I have a function in a package (mainly for my own use currently, might share at some future point). I'm trying to replace a slow for loop with an lapply so that later I can parallelise it. So one option I found that is hugely faster even without parellelisation is to use the global assignment operator. However I'm anxious about this as this seems to be frowned upon, and I'm not used to thinking about environments and so worry about side effects:
Here is a simple reprex:
n <- 2
nx <- 40
v <- 5
d <- 3
array4d <- array(rep(0, n * nx * v * d) ,
dim = c(n, nx, v, d) )
array4d2 <- array4d
# Make some data to enter into the array - in real problem a function gens this data depending on input vars
set.seed(4)
dummy_output <- lapply(1:v, function(i) runif(n*nx*d))

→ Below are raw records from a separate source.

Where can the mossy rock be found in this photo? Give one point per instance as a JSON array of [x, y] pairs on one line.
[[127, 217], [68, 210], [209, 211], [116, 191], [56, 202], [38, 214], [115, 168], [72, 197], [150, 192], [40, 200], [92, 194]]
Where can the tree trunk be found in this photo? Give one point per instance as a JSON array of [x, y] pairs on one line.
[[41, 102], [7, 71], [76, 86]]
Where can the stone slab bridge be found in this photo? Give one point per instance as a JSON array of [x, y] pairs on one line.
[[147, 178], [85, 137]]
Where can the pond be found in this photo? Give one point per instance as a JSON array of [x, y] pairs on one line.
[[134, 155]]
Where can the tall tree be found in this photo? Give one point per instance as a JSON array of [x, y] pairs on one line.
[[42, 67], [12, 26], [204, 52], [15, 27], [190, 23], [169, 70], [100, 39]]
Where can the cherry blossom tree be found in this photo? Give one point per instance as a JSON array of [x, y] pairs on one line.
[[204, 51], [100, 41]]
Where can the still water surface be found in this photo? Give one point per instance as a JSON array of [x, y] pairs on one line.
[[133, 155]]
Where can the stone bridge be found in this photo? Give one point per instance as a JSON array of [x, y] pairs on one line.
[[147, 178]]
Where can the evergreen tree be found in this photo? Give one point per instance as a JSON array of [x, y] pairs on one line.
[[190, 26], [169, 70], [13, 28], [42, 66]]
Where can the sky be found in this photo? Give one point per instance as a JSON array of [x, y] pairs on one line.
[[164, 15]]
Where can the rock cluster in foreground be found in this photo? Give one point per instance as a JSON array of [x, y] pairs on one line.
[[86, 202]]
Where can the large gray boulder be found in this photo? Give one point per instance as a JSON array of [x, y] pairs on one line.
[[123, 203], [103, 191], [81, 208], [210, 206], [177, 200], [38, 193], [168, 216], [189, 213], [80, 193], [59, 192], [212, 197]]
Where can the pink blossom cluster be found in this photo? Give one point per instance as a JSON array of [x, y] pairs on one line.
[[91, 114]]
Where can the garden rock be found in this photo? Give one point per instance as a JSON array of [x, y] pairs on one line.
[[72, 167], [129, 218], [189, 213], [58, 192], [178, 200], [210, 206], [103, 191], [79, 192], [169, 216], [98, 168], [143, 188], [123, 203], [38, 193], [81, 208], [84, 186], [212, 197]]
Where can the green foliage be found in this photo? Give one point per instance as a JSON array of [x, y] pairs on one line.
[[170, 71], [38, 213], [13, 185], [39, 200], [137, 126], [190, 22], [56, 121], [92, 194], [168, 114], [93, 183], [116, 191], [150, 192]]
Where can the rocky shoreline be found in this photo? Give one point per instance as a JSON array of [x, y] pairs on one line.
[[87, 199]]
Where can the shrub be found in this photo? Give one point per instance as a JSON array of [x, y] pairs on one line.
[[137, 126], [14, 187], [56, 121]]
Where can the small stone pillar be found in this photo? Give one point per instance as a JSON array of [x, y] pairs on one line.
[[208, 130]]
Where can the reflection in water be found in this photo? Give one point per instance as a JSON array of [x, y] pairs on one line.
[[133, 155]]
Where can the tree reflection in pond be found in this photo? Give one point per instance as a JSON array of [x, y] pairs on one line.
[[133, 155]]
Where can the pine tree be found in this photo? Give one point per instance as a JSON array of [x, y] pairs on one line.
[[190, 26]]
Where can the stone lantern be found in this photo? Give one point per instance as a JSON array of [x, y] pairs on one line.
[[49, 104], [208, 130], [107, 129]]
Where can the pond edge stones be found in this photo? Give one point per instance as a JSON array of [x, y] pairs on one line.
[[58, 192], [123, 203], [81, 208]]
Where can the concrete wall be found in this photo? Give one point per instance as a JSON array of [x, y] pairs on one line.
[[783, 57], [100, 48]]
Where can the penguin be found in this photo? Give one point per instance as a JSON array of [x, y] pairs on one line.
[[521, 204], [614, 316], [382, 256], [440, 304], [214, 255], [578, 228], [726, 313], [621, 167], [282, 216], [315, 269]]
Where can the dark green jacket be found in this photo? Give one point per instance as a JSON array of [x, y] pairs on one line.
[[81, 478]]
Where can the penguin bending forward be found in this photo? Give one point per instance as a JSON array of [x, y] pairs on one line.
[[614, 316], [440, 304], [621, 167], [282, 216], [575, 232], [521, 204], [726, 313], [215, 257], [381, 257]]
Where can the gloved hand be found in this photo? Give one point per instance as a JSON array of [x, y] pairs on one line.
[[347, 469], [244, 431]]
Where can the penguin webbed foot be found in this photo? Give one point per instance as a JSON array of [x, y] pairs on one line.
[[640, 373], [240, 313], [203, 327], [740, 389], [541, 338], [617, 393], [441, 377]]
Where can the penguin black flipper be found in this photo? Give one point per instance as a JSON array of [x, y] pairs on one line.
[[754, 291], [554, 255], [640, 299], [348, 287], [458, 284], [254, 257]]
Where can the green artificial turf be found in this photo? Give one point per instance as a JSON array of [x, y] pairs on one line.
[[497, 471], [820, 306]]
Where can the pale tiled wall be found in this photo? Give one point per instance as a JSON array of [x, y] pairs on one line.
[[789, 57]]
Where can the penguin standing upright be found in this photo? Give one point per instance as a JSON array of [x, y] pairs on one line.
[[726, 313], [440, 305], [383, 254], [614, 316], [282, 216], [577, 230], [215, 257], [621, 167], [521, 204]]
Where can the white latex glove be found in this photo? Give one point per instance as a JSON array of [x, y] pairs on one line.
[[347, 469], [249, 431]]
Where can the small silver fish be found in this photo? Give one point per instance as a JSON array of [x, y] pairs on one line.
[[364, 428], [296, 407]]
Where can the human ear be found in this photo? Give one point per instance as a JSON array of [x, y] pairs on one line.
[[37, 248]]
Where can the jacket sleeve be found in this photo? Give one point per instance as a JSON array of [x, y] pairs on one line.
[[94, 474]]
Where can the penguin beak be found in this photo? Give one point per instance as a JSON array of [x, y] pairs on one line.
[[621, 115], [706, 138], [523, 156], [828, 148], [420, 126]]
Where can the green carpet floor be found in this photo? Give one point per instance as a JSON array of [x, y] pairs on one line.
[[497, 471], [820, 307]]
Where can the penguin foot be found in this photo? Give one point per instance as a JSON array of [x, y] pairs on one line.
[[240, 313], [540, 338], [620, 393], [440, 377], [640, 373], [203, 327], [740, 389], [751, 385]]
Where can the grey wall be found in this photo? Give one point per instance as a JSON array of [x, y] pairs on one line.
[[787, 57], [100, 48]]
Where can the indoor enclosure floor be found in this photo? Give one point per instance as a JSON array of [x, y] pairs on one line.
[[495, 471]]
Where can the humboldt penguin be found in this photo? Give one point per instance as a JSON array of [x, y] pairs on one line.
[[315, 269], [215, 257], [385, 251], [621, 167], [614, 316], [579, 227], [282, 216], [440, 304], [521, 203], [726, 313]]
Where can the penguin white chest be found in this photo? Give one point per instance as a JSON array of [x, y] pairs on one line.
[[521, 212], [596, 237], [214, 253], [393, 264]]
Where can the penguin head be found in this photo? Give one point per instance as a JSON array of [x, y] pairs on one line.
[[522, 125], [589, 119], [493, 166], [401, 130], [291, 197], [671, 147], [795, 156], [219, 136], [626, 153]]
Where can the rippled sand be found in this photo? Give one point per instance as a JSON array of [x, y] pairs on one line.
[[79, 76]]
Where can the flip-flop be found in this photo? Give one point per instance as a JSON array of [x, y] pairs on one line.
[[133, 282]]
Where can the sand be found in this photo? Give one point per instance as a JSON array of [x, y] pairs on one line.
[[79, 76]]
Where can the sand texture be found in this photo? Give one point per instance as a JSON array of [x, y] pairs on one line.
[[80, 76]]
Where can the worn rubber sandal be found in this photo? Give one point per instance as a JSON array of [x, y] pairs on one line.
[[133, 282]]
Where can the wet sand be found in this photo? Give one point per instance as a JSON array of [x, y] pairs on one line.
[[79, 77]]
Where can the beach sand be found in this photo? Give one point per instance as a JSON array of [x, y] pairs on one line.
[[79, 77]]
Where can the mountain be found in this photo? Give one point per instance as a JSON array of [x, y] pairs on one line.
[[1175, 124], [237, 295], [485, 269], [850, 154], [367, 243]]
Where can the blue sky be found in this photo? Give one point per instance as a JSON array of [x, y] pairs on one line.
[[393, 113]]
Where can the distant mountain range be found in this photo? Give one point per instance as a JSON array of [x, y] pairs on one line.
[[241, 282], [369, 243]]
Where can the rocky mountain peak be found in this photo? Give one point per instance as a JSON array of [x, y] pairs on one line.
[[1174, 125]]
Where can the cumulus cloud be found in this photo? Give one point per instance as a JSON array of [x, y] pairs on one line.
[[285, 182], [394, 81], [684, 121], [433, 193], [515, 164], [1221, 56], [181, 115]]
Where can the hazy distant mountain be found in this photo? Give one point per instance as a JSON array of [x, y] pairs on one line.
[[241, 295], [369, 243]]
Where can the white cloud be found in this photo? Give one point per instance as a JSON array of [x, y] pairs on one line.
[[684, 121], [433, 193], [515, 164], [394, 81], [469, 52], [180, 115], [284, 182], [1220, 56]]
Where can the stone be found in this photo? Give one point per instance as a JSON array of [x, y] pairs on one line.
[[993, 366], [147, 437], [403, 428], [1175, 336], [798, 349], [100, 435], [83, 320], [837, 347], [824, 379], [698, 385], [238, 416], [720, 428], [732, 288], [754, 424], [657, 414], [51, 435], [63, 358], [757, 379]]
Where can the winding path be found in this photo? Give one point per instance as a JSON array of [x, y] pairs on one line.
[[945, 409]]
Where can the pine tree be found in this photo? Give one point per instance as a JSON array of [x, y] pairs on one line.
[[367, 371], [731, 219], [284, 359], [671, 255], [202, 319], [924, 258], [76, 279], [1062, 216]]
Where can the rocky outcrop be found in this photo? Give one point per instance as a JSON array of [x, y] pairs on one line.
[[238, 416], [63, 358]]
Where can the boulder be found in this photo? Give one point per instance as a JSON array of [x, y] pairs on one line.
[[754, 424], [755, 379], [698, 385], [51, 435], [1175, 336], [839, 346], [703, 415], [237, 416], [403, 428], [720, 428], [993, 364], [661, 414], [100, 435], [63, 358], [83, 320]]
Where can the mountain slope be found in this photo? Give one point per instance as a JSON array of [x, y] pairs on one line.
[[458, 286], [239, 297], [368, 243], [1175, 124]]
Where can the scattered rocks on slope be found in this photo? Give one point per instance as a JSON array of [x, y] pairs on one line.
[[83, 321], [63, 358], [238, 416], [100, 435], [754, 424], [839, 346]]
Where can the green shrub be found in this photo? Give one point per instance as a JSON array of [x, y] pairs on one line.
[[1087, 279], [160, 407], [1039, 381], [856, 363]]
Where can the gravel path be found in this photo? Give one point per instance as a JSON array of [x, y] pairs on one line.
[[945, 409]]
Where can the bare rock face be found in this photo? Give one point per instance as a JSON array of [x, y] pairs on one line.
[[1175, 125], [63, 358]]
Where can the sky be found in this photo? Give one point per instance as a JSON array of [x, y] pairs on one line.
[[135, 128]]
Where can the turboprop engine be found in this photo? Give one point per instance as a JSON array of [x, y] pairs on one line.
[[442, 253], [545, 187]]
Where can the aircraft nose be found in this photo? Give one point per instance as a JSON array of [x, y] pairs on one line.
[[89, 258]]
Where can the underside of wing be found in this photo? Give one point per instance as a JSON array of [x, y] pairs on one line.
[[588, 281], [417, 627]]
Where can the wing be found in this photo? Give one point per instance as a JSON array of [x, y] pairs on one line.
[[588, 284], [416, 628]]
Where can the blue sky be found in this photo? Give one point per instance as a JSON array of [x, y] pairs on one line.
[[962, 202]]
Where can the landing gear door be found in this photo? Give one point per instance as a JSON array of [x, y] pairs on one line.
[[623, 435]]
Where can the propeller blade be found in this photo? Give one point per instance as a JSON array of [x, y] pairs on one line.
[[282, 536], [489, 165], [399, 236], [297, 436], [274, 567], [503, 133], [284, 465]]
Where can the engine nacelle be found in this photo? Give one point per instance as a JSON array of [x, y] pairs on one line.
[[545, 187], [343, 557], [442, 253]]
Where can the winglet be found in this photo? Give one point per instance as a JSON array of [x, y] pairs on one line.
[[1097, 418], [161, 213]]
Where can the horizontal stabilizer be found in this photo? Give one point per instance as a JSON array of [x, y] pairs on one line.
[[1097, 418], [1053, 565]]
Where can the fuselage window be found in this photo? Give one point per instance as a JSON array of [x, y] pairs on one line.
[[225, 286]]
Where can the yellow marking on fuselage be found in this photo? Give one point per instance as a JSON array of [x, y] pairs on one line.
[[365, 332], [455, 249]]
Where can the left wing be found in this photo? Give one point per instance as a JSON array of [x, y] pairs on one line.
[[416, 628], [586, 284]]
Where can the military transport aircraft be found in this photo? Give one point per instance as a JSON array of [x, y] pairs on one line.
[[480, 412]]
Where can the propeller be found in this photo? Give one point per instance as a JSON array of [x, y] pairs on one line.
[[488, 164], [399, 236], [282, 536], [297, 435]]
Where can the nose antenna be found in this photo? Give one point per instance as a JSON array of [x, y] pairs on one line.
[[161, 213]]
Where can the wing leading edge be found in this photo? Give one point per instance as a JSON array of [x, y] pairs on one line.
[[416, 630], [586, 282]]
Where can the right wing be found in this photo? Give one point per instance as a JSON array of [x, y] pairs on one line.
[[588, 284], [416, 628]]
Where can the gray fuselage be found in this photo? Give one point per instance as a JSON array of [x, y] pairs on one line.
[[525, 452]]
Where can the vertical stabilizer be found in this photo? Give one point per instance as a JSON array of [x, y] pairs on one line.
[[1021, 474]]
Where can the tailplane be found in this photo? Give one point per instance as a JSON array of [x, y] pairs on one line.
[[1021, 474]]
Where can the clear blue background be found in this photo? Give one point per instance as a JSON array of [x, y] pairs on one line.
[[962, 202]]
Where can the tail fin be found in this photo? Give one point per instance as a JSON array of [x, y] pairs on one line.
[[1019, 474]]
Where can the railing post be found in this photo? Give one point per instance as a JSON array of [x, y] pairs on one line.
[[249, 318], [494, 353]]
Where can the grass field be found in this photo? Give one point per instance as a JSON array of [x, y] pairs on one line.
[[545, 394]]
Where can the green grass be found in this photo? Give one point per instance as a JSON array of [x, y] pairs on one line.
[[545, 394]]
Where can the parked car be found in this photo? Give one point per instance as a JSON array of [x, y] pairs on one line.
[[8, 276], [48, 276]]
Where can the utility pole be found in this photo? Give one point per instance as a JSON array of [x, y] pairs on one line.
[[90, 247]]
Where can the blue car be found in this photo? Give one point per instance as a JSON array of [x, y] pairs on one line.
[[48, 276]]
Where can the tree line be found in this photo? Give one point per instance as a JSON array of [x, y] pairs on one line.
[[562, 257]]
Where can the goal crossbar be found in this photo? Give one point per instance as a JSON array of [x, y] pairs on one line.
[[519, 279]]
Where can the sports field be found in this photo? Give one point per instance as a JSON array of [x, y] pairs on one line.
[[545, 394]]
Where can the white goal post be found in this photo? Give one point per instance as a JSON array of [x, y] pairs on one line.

microbenchmark::microbenchmark( {
for(i in 1:v){
array4d[ , , i, ] <- dummy_output[[i]]
}
}, {
lapply(1: v, function(i) {
array4d2[ , , i, ] <<- dummy_output[[i]]
})
})
Unit: microseconds
expr min lq
{ for (i in 1:v) { array4d[, , i, ] <- dummy_output[[i]] } } 1183.504 1273.6205
{ lapply(1:v, function(i) { array4d2[, , i, ] <<- dummy_output[[i]] }) } 13.257 16.1715
mean median uq max neval cld
1488.26909 1411.4565 1515.762 3535.974 100 b
33.56976 18.1445 21.150 1525.608 100 a
>
> identical(array4d, array4d2)
[1] TRUE
All of this would be happening inside a function called many times by its parent.
So this is (lots!) faster. But my questions are
<<-
?Make the varying dimension the last one. microbenchmark indicates that its performance is not statistically different than the one using a global variable. If it is important that the dimension be the third use aperm(x, c(1, 2, 4, 3))
afterwards.
microbenchmark::microbenchmark(
a = for(i in 1:v) array4d[ , , i, ] <- dummy_output[[i]],
b = lapply(1: v, function(i) array4d2[ , , i, ] <<- dummy_output[[i]]),
c = array(unlist(dummy_output), dim(array4d3))
)